Crawford's final acting part came in 1941 when she was credited under the name "Katherine Crawford" in City of Missing Girls, and which starred H. B. Warner and John Archer. She retired from acting after that film, and moved to Pasadena, California.

==Personal life==
Crawford's initial marriage, when she eloped, was to Max Rogers, a student at UCLA. They were married by a justice of the peace in Riverside and continued their high school and college educations. Crawford later said "He didn't trust me, and I didn't trust him." Crawford had the marriage annulled when she was 18.

On November 10, 1934, she married James Edgar, Jr., in Detroit, Michigan, and retired from the screen. They divorced (with much publicity) on June 16, 1936.

On December 28, 1970, in Los Angeles, Crawford married Ralph M. Parsons, the engineering construction magnate, with whom she remained married until his death in 1974.

In her later years, Crawford was an interior decorator for 40 years. Her clients included Barron Hilton (at Hilton's Jay Paley House), Douglas MacArthur, Herbert Hoover, and Mary Pickford's Pickfair estate.

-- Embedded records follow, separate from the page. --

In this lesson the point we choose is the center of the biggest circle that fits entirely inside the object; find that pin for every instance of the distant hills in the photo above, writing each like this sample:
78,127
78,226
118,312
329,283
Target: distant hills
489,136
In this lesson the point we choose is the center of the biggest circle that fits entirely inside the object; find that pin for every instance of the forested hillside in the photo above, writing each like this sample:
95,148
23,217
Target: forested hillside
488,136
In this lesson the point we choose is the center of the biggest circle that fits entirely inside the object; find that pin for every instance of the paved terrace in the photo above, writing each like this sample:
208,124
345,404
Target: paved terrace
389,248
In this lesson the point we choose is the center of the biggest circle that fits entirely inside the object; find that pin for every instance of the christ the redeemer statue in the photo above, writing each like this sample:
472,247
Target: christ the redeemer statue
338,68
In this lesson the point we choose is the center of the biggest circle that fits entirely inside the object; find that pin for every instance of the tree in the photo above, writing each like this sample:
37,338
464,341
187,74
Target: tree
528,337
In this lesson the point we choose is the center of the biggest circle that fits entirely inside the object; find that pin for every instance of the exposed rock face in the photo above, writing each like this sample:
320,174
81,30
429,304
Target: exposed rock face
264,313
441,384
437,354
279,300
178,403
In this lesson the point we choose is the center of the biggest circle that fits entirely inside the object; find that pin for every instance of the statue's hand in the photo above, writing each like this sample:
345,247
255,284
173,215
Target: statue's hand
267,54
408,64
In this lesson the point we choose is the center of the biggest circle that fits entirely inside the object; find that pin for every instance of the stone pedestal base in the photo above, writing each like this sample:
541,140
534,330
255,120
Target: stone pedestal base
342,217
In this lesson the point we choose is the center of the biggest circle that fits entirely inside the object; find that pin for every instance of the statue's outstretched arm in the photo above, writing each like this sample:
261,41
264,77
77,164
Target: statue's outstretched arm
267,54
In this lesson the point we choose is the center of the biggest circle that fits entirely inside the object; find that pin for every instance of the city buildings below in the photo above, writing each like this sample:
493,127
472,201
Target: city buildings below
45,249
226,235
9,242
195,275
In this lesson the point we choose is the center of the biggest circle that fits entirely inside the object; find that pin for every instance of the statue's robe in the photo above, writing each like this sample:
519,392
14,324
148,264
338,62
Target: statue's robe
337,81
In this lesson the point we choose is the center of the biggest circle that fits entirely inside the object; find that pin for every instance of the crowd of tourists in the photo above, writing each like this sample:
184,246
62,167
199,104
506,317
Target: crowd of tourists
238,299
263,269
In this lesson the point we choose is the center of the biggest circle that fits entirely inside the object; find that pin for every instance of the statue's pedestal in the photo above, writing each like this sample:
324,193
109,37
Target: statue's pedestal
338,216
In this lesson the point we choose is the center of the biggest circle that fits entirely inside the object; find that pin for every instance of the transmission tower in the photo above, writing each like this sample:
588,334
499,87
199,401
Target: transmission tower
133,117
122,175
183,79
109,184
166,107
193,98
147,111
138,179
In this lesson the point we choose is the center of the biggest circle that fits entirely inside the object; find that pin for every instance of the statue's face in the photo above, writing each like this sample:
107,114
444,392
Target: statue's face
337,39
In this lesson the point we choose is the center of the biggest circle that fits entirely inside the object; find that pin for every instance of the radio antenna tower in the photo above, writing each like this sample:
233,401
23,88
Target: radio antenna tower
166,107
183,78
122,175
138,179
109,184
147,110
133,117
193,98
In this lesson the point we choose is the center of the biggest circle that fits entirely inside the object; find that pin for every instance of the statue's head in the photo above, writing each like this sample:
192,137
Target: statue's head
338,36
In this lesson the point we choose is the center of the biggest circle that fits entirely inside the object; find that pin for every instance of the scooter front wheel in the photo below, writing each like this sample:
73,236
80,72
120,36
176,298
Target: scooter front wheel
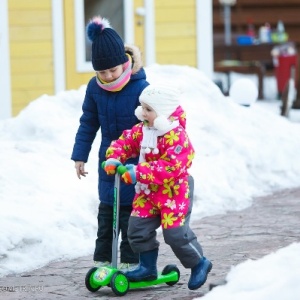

Civic activities in which Crawford was active included Friends of Harvey Mudd College, Los Angeles Music Center, the Blue Ribbon 400, the Society for Preservation of Variety Arts, the Los Angeles County Museum, and the Society of American Interior Designers.

==Death==
Crawford died of cancer at the Las Encinas Hospital in Pasadena, California on December 7, 1980. She was aged 72.

==Newspaper reports==
- St Joseph Gazette: 12-year search for girls ends, June 3, 1929
- Los Angeles Times: Actress' Mother in Court Today, February 2, 1931.